Na verdade, ele foi injusto. De um lado o aumento de matéria prima, aumento de material de embalagem, aumento de mão-de-obra. Não tinha controle, então as nossas despesas subiram e os nossos preços não. Então fica sempre aquele... Ficamos sempre [em] uma compressão muito pesada e [com] isso foi muito difícil conseguir um resultado financeiro. O resultado de venda, no volume de vendas nós tínhamos bons resultados; [em] posição no mercado a Johnson conseguiu se colocar entre os dez maiores, agora rentabilidade... Depois tinha os problemas internos também da Johnson porque as nossas matérias-primas, as mais modernas vinham da Jansen Farmacêutica na Bélgica. E a Jansen tinha os seus preços de vendas, mas depois houve pirataria em outros países - na Itália, na Argentina, que vendiam o mesmo produto por um décimo porque eles não tinham que gerar caixa pra sustentar uma máquina de pesquisa e desenvolvimento que a Jansen sustentava. Essas pessoas simplesmente copiavam a coisa e vendiam. A gente foi pra Cacex pra importar uma determinada matéria prima a preço Jansen e aí o pessoal do Cacex puxou um outro processo: "Olha, esse pessoal está importando da Argentina por um décimo do preço". Então explicar isso como lá?
No fim, senhor Sanches, o Paul Jansen concordaram em montar uma fábrica de síntese aqui no Brasil. Isso ficou também sob a minha responsabilidade porque eu tinha experiência na síntese química da Pfizer, então eu tinha que ir lá para o pessoal da Jansen e fazer uma proposta pra eles: "Bom, você me transfere a sua tecnologia e em compensação você perde o seu mercado." (risos)

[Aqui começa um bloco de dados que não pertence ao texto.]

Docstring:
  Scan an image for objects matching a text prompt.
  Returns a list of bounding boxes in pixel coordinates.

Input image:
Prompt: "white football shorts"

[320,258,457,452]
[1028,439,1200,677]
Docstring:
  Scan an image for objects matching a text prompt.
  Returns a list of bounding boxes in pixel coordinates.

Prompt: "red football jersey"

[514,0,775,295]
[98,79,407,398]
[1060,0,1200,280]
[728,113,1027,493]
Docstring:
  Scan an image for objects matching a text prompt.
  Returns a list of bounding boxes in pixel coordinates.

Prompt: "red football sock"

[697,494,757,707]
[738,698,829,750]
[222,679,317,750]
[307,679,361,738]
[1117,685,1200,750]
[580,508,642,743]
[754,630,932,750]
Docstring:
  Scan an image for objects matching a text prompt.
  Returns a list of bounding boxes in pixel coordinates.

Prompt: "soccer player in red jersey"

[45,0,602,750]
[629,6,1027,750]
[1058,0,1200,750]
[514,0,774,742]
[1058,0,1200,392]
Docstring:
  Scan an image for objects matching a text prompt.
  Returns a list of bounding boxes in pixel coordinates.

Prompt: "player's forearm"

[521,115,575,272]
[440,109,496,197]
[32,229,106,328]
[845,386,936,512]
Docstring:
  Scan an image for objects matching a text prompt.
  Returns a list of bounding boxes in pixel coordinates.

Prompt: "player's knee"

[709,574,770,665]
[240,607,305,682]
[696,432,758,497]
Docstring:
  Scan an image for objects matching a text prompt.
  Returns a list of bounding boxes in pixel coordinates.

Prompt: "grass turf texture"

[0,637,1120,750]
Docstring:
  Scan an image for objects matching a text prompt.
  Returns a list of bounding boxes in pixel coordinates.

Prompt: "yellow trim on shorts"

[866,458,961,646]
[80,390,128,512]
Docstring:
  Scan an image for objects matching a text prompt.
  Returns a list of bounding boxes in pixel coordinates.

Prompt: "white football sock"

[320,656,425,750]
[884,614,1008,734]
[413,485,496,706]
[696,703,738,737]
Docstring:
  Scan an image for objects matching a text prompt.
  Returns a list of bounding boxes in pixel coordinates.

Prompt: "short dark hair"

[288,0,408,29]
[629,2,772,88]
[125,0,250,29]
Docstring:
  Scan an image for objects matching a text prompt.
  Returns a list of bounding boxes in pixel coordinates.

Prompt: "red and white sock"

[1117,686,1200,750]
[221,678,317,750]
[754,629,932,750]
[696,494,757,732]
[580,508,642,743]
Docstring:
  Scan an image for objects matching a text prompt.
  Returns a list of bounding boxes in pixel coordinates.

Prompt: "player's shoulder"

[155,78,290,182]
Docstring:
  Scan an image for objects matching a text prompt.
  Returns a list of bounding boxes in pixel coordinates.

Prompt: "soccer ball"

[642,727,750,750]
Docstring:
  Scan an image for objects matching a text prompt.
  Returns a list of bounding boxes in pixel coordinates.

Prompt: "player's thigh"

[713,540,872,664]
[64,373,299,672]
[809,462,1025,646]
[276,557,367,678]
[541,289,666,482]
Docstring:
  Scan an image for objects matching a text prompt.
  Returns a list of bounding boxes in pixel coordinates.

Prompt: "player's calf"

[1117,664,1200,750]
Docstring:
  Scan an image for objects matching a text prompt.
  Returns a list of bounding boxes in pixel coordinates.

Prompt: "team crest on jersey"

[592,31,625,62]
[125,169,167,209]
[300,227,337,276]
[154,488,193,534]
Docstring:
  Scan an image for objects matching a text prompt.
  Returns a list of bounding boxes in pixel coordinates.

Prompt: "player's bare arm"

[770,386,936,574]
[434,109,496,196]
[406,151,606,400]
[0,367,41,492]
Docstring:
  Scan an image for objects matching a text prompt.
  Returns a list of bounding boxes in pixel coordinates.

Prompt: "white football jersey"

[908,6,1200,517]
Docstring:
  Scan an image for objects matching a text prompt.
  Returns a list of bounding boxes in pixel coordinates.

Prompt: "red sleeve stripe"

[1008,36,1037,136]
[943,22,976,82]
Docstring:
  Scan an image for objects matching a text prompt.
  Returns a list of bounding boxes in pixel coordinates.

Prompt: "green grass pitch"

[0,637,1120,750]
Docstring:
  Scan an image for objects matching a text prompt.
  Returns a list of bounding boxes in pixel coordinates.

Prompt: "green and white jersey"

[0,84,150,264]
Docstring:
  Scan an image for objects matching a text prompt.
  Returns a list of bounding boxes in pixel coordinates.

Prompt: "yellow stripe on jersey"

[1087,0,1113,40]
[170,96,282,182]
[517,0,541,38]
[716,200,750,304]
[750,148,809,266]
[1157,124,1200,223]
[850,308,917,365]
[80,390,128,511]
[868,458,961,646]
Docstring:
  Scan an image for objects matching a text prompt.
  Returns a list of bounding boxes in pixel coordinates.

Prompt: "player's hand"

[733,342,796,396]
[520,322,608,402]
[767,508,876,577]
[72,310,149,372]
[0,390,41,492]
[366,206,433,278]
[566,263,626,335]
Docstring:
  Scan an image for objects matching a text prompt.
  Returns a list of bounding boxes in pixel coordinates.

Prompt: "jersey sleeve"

Mas não tinha opção, porque manter o negócio farmacêutico só baseado em produtos importados naquela época era impensável. Fizemos a fábrica: foi, naquela época, um investimento de cinco milhões de dólares, que hoje equivale a vinte milhões de dólares. E foi feito de green field, compramos um terreno. O senhor Sanches inclusive fechou o negócio, oitocentos e tantos mil metros quadrados. Fizemos tudo em dezoito meses e o Paul Jansen veio para inaugurar viu aquilo. Ele disse: "Olha, nós nunca teríamos conseguir fazer isso na Europa nesse prazo de tempo."

P/1 - Em que ano?

R - Começou em 73 e foi inaugurado em meados de quê? Fim de 74 e início de 75, uma coisa assim.
Eu também consegui contratar um elemento muito bom que já conhecia da Pfizer, doutor Breu; ele foi envolvido na parte de processo. Nós montamos uma pequena planta piloto em São José, então ele já começou a trabalhar lá. A Jansen era um empresa que fazia, inventava as drogas, mas muitas delas ela licenciava pra outras empresas para produzir, antes de ser comprada pela Johnson. E muitos produtos que nós íamos produzir a Jansen nunca produziu, então eles tinham o esquema de laborotário. Breu e o grupo dele então realmente tinha mque desenvolver o processo industrial baseado nisso, que é diferente - uma coisa é fazer um coisa em tubo de ensaio e outra fazer em tanques de mil litros.
Enquanto fizemos a obra, ele estava trabalhando lá no laboratório. Quando a fábrica estava pronta, foi bastante suave a transição para a produção. E nós já tínhamos bastante experiência entre ele e eu de montagem de fábricas. Tinha outro elemento que contratei, o senhor Paulo Mendes, que foi diretamente quem conduziu as obras lá porque eu naquela época estava mais preocupado com a Farmacêutica, as vendas. Eu sempre digo que foi uma obra que eu conduzi mais por telefone do que qualquer outra coisa.
Nós contratamos empreiteiras. Também no fim houve crises, desloquei o pessoal de São José e mandei uma tropa lá para consertar coisas que não estavam bem. Mas foi bem; uma fábrica, outra, foi desativada pela Johnson.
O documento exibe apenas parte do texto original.